Since the nirayana months are defined artificially, there are no astronomical phenomena associated with the beginning of a nirayana month. The exact moment at which a new nirayana month begins can occur at any time of day, early morning, evening or night. To facilitate dating of days, the first day of a month has to be properly defined in terms of saṃkrānti, the time at which the Sun enters a new rāśi. Unfortunately, there is no consensus among calendar-makers, and tradition varies from region to region. A few of these are:

- The Orissa rule: The month begins on the same day as the saṃkrānti.
- The Tamil rule: The month begins on the same day as the saṃkrānti if the saṃkrānti falls before sunset. Otherwise the month begins on the following day.
- The Kerala rule: The month begins on the same day as the saṃkrānti if the saṃkrānti occurs before aparahna. Otherwise the month starts on the following day. (Aparahna is the time at 3/5th duration of the period from sunrise to sunset. For example, if the times of sunrise and sunset are 6am and 6pm, the aparahna is [(3/5) x (18 – 6) + 6]am = 1.12pm.)
- The Bengal rule: When saṃkrānti takes place between sunrise and midnight on that day, the month begins on the following day. If it occurs between midnight and sunrise, the month begins on the third day. (In some special circumstances, there are some deviations from this rule.)

==Major deficiency==

The most important deficiency of the nirayana calendar is that the predictions of the dates of the onsets of the various seasons as per the nirayana system do not correspond to the actual dates on which they occur. This is because the seasons depend on the position of the sun on the ecliptic relative to the celestial equator. In particular, they depend on the positions of the equinoxes. Since, the positions of the equinoxes are slowly moving, the predictions of the seasons which ignore this movement of the equinoxes will be definitely erroneous.
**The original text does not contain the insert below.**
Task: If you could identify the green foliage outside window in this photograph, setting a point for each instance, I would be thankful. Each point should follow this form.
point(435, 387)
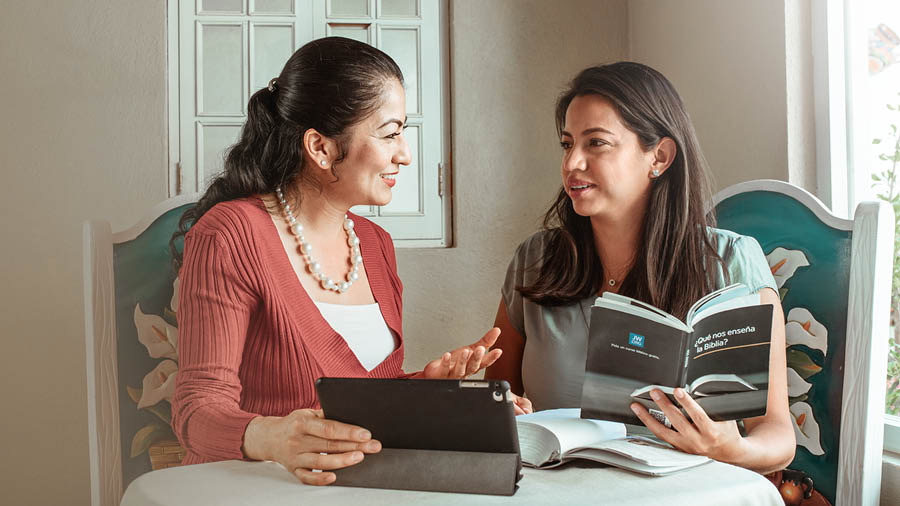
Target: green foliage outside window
point(888, 184)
To be more specific, the winter season begins on the winter solstice day which date is marked by sun's entry into Makara constellation. This event occurs on 22 December. But in the nirayana system, this happens not on 22 December but on 14 January and the winter season is also supposed to begin on that date. Similar is the case with other seasons also. The result is that there is a clear difference of 23 days in the reckoning of seasons.